When you consider that his MMA training started as recently as 2013, it is sensational how much this man has achieved so far.
However, he is not without flaws. The first title fight against Stipe Miocic was a textbook example of skill nullifying power, a true MMA masterclass. Miocic survived some wild onslaughts to eventually score several single-leg takedowns. Without his power, Ngannou had no answers on the ground and looked out of his depth.
It is true that he showed good takedown defence in the recent rematch, but the likes of Jon ‘Bones’ Jones will know that Ngannou does not want to fight with his back on the canvas.
An outstanding world-class athlete, the Cameroon native is 263 pounds of pure muscle. His raw power will always be his greatest friend, but it can also be his enemy.
Carrying that much weight in muscle can be taxing on the body, particularly if you’ve been fighting for ten minutes or more. Lactic acid builds up, breathing becomes labored and the tank meter on the Ford Escort leans dangerously close to ‘E’.
Ngannou’s power will only decrease as the fight goes on - every single fight he has ever won has been within two rounds. It is no coincidence that his losses have been in fights that lasted both three rounds (Derrek Lewis) and five rounds (Stipe Miocic).
Surviving the first ten minutes against Francis Ngannou is a daunting task for any fighter, but make it to the third round and the odds are significantly in your favor.
This is more of an unknown than a given. As mentioned above Francis Ngannou’s fights don’t usually last very long, and because of this he hasn’t actually taken many shots flush on the chin.
Stipe Miocic landed some decent shots early in the first fight, but standing in front of Ngannou wasn’t something that his coaches encouraged, so securing takedowns became a much safer strategy from the third round onwards. Trading early with The Predator is not a good idea.
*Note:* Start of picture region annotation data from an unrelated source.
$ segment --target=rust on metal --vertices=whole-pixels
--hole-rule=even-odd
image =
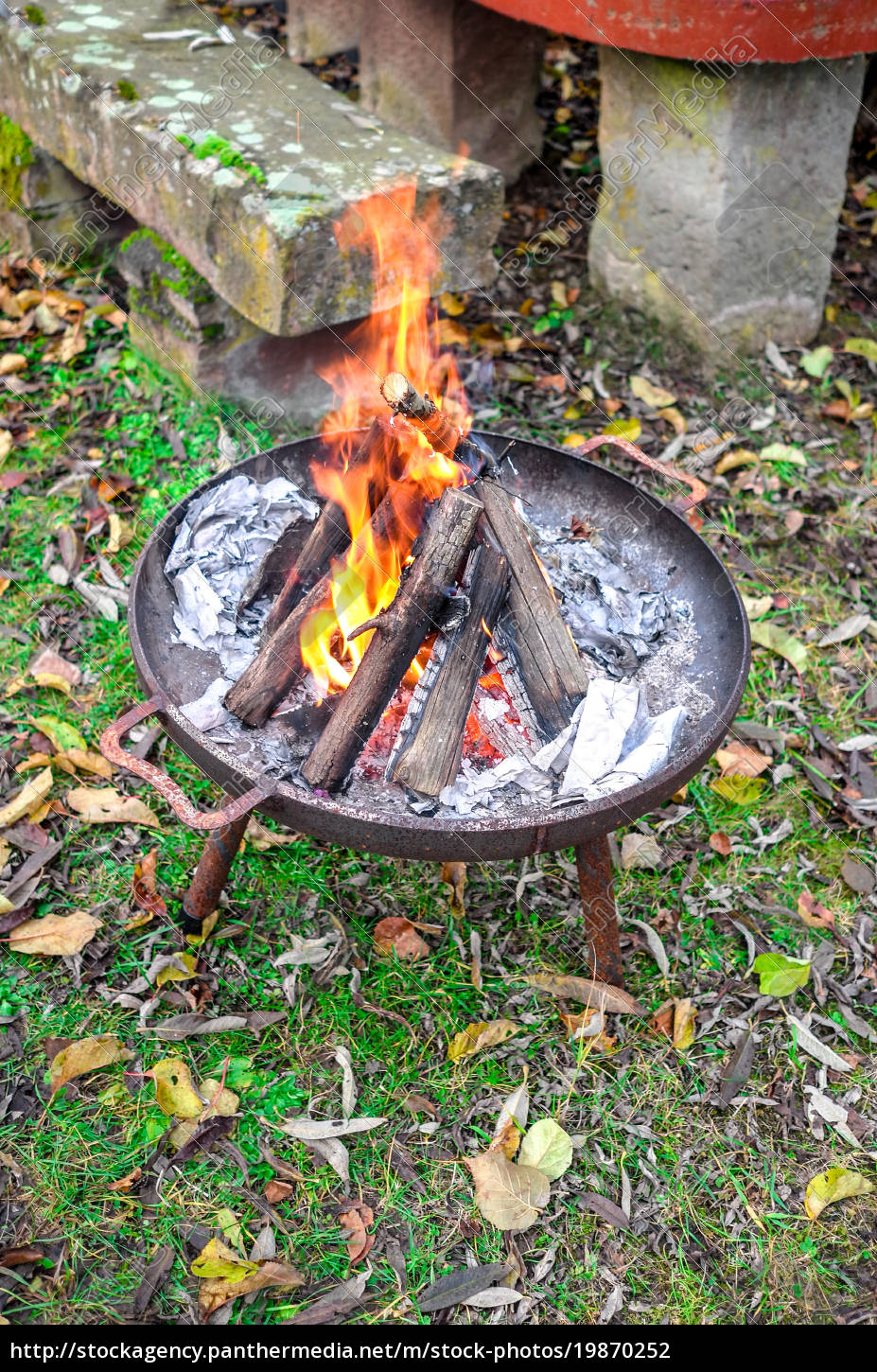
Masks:
[[[126,711],[121,715],[114,724],[104,729],[100,735],[100,752],[107,759],[107,761],[114,763],[115,767],[125,767],[128,771],[133,772],[136,777],[141,777],[147,781],[158,794],[167,801],[176,814],[177,819],[181,819],[184,825],[189,829],[213,829],[220,830],[226,826],[233,825],[240,816],[244,819],[244,826],[250,811],[259,801],[265,800],[270,794],[269,786],[253,786],[251,790],[244,792],[243,796],[229,797],[229,803],[222,805],[221,809],[199,809],[194,801],[185,794],[181,786],[176,781],[172,781],[167,772],[162,771],[161,767],[155,767],[154,763],[147,761],[145,757],[135,757],[132,753],[125,752],[122,748],[122,738],[128,734],[135,724],[143,723],[150,715],[159,715],[167,708],[167,701],[162,693],[155,693],[150,700],[141,701],[135,705],[133,709]]]
[[[240,801],[246,800],[246,796],[226,796],[225,800],[226,804],[220,814],[231,814],[233,809],[237,809]],[[225,889],[228,874],[243,842],[248,822],[250,809],[239,814],[229,823],[220,825],[210,833],[204,849],[198,859],[198,867],[195,868],[189,889],[183,897],[184,933],[200,933],[203,921],[220,904],[220,896]]]
[[[579,873],[582,919],[592,948],[594,977],[611,986],[624,985],[622,949],[618,941],[615,882],[608,838],[589,838],[575,849]]]

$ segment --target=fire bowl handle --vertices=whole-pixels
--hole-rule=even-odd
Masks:
[[[576,447],[575,451],[579,457],[585,457],[587,453],[593,453],[596,447],[603,447],[604,443],[613,443],[615,447],[620,447],[629,457],[634,457],[637,462],[642,462],[644,466],[651,466],[653,472],[660,472],[662,476],[666,476],[671,482],[685,482],[690,486],[690,495],[679,495],[675,501],[671,501],[671,509],[674,509],[677,514],[686,514],[688,510],[694,509],[700,501],[705,499],[707,487],[699,476],[692,476],[690,472],[683,472],[681,468],[668,466],[666,462],[656,461],[626,438],[615,438],[611,434],[598,434],[597,438],[589,438],[587,442]]]
[[[221,809],[199,809],[188,799],[183,788],[177,786],[176,781],[172,781],[161,767],[155,767],[145,757],[133,757],[132,753],[125,752],[122,748],[125,734],[135,724],[140,724],[144,719],[148,719],[150,715],[161,715],[165,708],[165,698],[162,696],[152,696],[150,700],[135,705],[133,709],[126,711],[108,729],[104,729],[100,735],[100,752],[107,761],[114,763],[115,767],[125,767],[135,777],[148,781],[150,786],[159,793],[162,800],[167,801],[177,819],[181,819],[189,829],[222,829],[222,826],[242,819],[261,800],[265,800],[270,794],[269,788],[254,786],[251,790],[244,792],[243,796],[229,801],[228,805],[222,805]]]

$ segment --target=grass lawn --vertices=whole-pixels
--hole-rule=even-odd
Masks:
[[[93,750],[104,724],[139,698],[124,611],[117,622],[103,617],[71,582],[59,583],[58,568],[81,558],[92,590],[113,573],[125,580],[162,513],[228,462],[229,442],[242,456],[269,442],[228,406],[192,398],[130,353],[124,331],[100,313],[93,277],[62,284],[92,311],[84,351],[65,362],[49,355],[51,338],[3,340],[5,354],[26,362],[8,373],[18,386],[0,394],[0,445],[11,439],[0,461],[0,781],[4,800],[45,766],[52,783],[36,816],[16,819],[5,838],[0,831],[0,893],[48,837],[60,848],[27,889],[27,910],[88,911],[100,927],[75,955],[36,956],[10,949],[14,912],[0,914],[4,1320],[199,1320],[204,1276],[192,1264],[220,1238],[226,1261],[248,1258],[255,1244],[257,1261],[276,1254],[303,1277],[298,1287],[240,1295],[211,1316],[240,1324],[288,1321],[327,1297],[327,1318],[354,1324],[874,1323],[874,1195],[833,1203],[817,1220],[804,1209],[808,1181],[828,1168],[877,1180],[869,827],[877,811],[855,804],[877,794],[867,409],[877,384],[865,358],[841,351],[843,318],[826,338],[834,355],[822,379],[789,355],[803,383],[791,391],[766,364],[704,380],[653,338],[640,343],[631,331],[619,344],[600,333],[597,316],[572,311],[582,377],[607,364],[604,383],[623,402],[616,417],[640,418],[648,451],[660,451],[673,431],[631,401],[631,373],[645,368],[670,386],[689,425],[732,398],[749,399],[752,423],[725,450],[748,456],[707,466],[703,535],[732,563],[760,643],[771,645],[755,649],[729,735],[764,755],[762,774],[722,785],[712,761],[685,794],[627,830],[653,836],[660,849],[659,866],[618,871],[627,988],[645,1017],[609,1017],[604,1034],[572,1041],[559,1010],[582,1007],[524,980],[587,975],[571,853],[469,866],[465,908],[454,911],[438,867],[269,830],[236,862],[207,940],[184,945],[174,921],[202,840],[132,775],[71,775],[52,761],[69,746],[63,726]],[[861,333],[861,320],[848,332]],[[460,347],[464,361],[476,350]],[[554,443],[603,427],[587,399],[539,387],[542,354],[533,379],[522,380],[522,357],[517,373],[497,366],[493,390],[478,401],[479,423]],[[845,394],[839,377],[866,410],[847,423],[821,413]],[[771,392],[788,409],[771,410]],[[613,461],[611,453],[601,460]],[[876,617],[865,623],[869,613]],[[854,616],[855,634],[832,635]],[[841,641],[819,646],[826,634]],[[29,672],[45,646],[81,671],[67,691]],[[856,735],[872,741],[839,746]],[[34,763],[43,752],[49,760]],[[156,741],[151,756],[202,804],[218,801],[170,742]],[[22,763],[32,770],[21,772]],[[82,785],[140,797],[156,827],[86,822],[66,801]],[[619,830],[619,851],[623,838]],[[154,901],[150,914],[133,882],[152,848],[165,908]],[[372,930],[386,915],[416,922],[428,955],[414,963],[382,955]],[[180,952],[188,962],[167,960]],[[762,995],[751,965],[763,952],[808,963],[806,985]],[[279,960],[284,954],[298,956]],[[674,1011],[681,1029],[686,1000],[694,1037],[678,1032],[674,1043]],[[240,1026],[166,1037],[162,1021],[198,1013],[236,1017]],[[449,1061],[458,1030],[500,1018],[516,1025],[512,1037]],[[751,1072],[723,1106],[722,1073],[747,1033]],[[130,1056],[49,1098],[58,1051],[102,1034],[117,1036]],[[823,1061],[819,1045],[830,1050]],[[843,1070],[826,1066],[837,1055]],[[167,1058],[196,1083],[211,1081],[210,1099],[218,1084],[239,1098],[232,1132],[225,1124],[206,1151],[178,1165],[174,1118],[151,1076]],[[574,1161],[537,1221],[505,1235],[480,1216],[463,1159],[487,1147],[524,1076],[530,1120],[560,1124]],[[354,1117],[383,1122],[342,1139],[344,1180],[325,1146],[314,1151],[280,1126],[307,1114],[339,1118],[351,1091]],[[826,1099],[832,1120],[814,1106]],[[373,1238],[355,1258],[350,1228],[339,1224],[351,1202],[365,1207],[358,1213]],[[10,1257],[22,1249],[34,1253]],[[156,1257],[161,1277],[144,1286]],[[497,1310],[421,1313],[419,1292],[471,1262],[508,1264],[495,1284],[520,1298]]]

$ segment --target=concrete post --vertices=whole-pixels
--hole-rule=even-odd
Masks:
[[[362,106],[515,181],[542,145],[545,33],[472,0],[375,4],[360,38]]]
[[[818,331],[865,58],[600,49],[592,280],[727,358]]]

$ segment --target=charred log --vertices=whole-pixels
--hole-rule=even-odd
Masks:
[[[380,473],[393,471],[394,449],[397,449],[397,442],[393,428],[390,421],[382,416],[372,421],[364,442],[347,464],[347,471],[351,472],[368,462],[373,462],[375,479],[368,493],[369,512],[376,509],[386,494],[387,479],[384,475],[382,480]],[[265,632],[268,635],[280,627],[301,598],[328,572],[332,558],[340,557],[349,545],[350,528],[347,525],[347,516],[335,501],[327,501],[295,560],[295,565],[288,569],[283,589],[268,613],[268,619],[265,620]]]
[[[487,536],[469,557],[464,613],[436,639],[412,697],[387,767],[390,781],[438,796],[460,771],[467,719],[508,580],[508,561]]]
[[[353,547],[380,560],[380,552],[398,542],[401,530],[416,528],[423,520],[424,499],[413,482],[401,482],[372,514],[369,523],[360,531]],[[225,705],[244,724],[259,729],[276,707],[302,679],[302,631],[309,616],[331,604],[331,575],[323,576],[295,608],[270,634],[239,676]]]
[[[358,632],[373,628],[375,634],[302,768],[312,786],[336,790],[346,781],[423,639],[441,624],[449,587],[480,513],[482,505],[469,491],[446,490],[395,600],[383,615],[360,626]]]
[[[475,490],[511,571],[508,609],[498,623],[500,646],[513,657],[539,733],[548,741],[570,723],[590,675],[508,491],[491,477],[478,482]]]

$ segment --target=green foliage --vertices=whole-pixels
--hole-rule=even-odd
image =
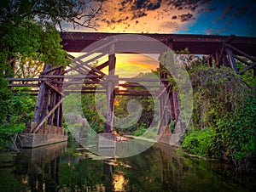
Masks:
[[[243,108],[228,114],[218,120],[213,145],[218,150],[212,150],[216,155],[219,150],[236,165],[248,163],[256,157],[256,100],[247,99]]]
[[[201,156],[211,155],[210,147],[214,136],[212,128],[191,129],[182,141],[182,148],[188,153]]]
[[[6,146],[9,138],[15,133],[22,133],[26,122],[32,121],[36,98],[14,94],[5,87],[7,81],[1,79],[0,82],[0,144]]]
[[[145,123],[143,123],[141,125],[141,127],[139,127],[137,130],[135,130],[135,132],[133,133],[134,136],[138,137],[138,136],[143,135],[146,132],[147,128],[148,128],[148,125]]]

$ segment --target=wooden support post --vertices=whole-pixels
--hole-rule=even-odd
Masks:
[[[49,112],[49,114],[42,120],[42,121],[35,127],[34,133],[37,133],[39,128],[42,127],[42,125],[47,121],[49,116],[51,116],[55,112],[55,110],[60,106],[60,104],[63,102],[64,98],[62,98],[55,105],[55,107]]]
[[[221,57],[221,62],[222,62],[223,65],[224,65],[226,67],[230,66],[229,61],[227,59],[227,56],[225,54],[222,55],[222,57]]]
[[[212,57],[210,57],[207,59],[207,64],[208,64],[208,66],[212,67]]]
[[[54,106],[55,106],[55,96],[56,96],[56,93],[55,91],[52,91],[51,93],[50,93],[50,101],[49,101],[49,110],[51,110],[54,108]],[[48,124],[49,125],[54,125],[53,124],[53,119],[54,119],[54,115],[51,114],[49,116],[49,119],[48,119]]]
[[[107,83],[107,121],[105,123],[104,133],[112,133],[114,116],[114,86],[115,83],[108,80]]]
[[[49,66],[48,65],[44,65],[44,71],[48,71],[49,67]],[[33,122],[38,123],[40,121],[40,115],[41,115],[42,108],[43,108],[42,104],[43,104],[43,97],[44,97],[44,89],[45,89],[45,83],[44,83],[44,82],[42,82],[40,84],[39,92],[38,94],[38,99],[36,102],[34,117],[32,120]]]
[[[233,51],[229,48],[225,48],[225,52],[228,55],[229,58],[229,61],[230,61],[230,67],[236,72],[239,73],[236,64],[236,60],[234,59],[234,55],[233,55]]]
[[[40,120],[40,114],[41,114],[41,110],[42,110],[42,101],[43,101],[44,88],[45,88],[45,84],[44,84],[44,82],[43,82],[40,84],[39,92],[38,92],[38,99],[36,101],[34,118],[32,121],[33,122],[39,122],[39,120]]]
[[[114,44],[109,48],[108,55],[108,76],[107,79],[107,117],[104,133],[113,133],[114,117],[114,87],[118,84],[118,76],[114,76],[115,71]]]
[[[49,88],[45,87],[40,121],[46,116],[46,112],[47,112],[48,104],[49,104]]]
[[[170,99],[170,106],[171,106],[171,119],[172,121],[174,121],[176,119],[175,117],[175,111],[174,111],[174,103],[173,103],[173,93],[172,93],[172,87],[170,88],[170,93],[169,93],[169,99]]]
[[[176,122],[177,122],[180,117],[180,106],[179,106],[178,95],[177,92],[172,92],[172,98],[173,98],[173,104],[174,104],[175,120]]]

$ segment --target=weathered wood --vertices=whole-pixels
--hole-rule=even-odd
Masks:
[[[208,64],[208,66],[212,67],[212,57],[210,57],[207,59],[207,64]]]
[[[52,88],[54,91],[55,91],[59,94],[61,94],[62,96],[65,96],[65,94],[58,88],[55,87],[54,85],[52,85],[49,82],[45,82],[45,84],[48,85],[50,88]]]
[[[163,90],[159,93],[159,95],[157,96],[157,99],[160,99],[160,97],[165,93],[167,91],[168,88],[170,88],[171,87],[171,82],[169,82],[169,84],[165,87],[165,88],[163,88]]]
[[[56,95],[57,95],[57,93],[55,92],[51,92],[49,110],[51,110],[54,108],[55,104],[55,96]],[[48,119],[49,125],[54,125],[53,124],[53,117],[54,117],[53,114],[51,114],[49,116],[49,119]]]
[[[234,59],[234,55],[233,55],[233,52],[230,48],[225,48],[225,52],[228,54],[229,57],[229,61],[230,64],[231,68],[236,72],[239,73],[236,64],[236,60]]]
[[[124,87],[124,88],[164,88],[164,85],[140,85],[140,84],[119,84],[119,86]]]
[[[233,46],[231,46],[230,44],[225,44],[225,47],[230,48],[232,50],[236,51],[236,52],[240,53],[241,54],[246,56],[247,58],[250,59],[251,60],[256,62],[256,58],[253,58],[253,56],[247,54],[247,53],[245,53],[245,52],[243,52],[241,50],[239,50],[238,48],[235,48],[235,47],[233,47]]]
[[[247,65],[247,66],[250,66],[250,65],[252,65],[252,63],[248,63],[248,62],[245,61],[244,59],[242,59],[241,58],[240,58],[240,57],[238,57],[238,56],[236,56],[236,55],[234,55],[234,58],[235,58],[236,59],[239,60],[240,62],[245,64],[245,65]]]
[[[49,73],[50,73],[50,72],[52,72],[52,71],[57,71],[57,70],[61,69],[61,68],[62,68],[62,66],[55,66],[55,67],[53,67],[53,68],[51,68],[51,69],[49,69],[49,70],[47,70],[47,71],[43,71],[43,72],[41,73],[41,75],[49,74]]]
[[[58,82],[54,82],[55,84],[65,84],[65,85],[68,85],[68,84],[97,84],[99,83],[100,81],[70,81],[70,82],[61,82],[61,81],[58,81]]]
[[[102,70],[107,66],[108,66],[108,61],[106,61],[106,62],[102,63],[102,65],[96,66],[96,68],[98,69],[98,70]]]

It is only within these later rounds, when Ngannou’s energy is depleted, that testing his chin becomes a viable option. Too many takedown attempts in a row can be predictable, so the threat of a punch becomes even more important. Someone like Jon Jones could potentially use his speed to get a shot off quickly, dipping back safely out of range from the counter.
A situation like this would show us just how good Ngannou’s chin is - if he can withstand power punches from elite fighters then he is truly special indeed.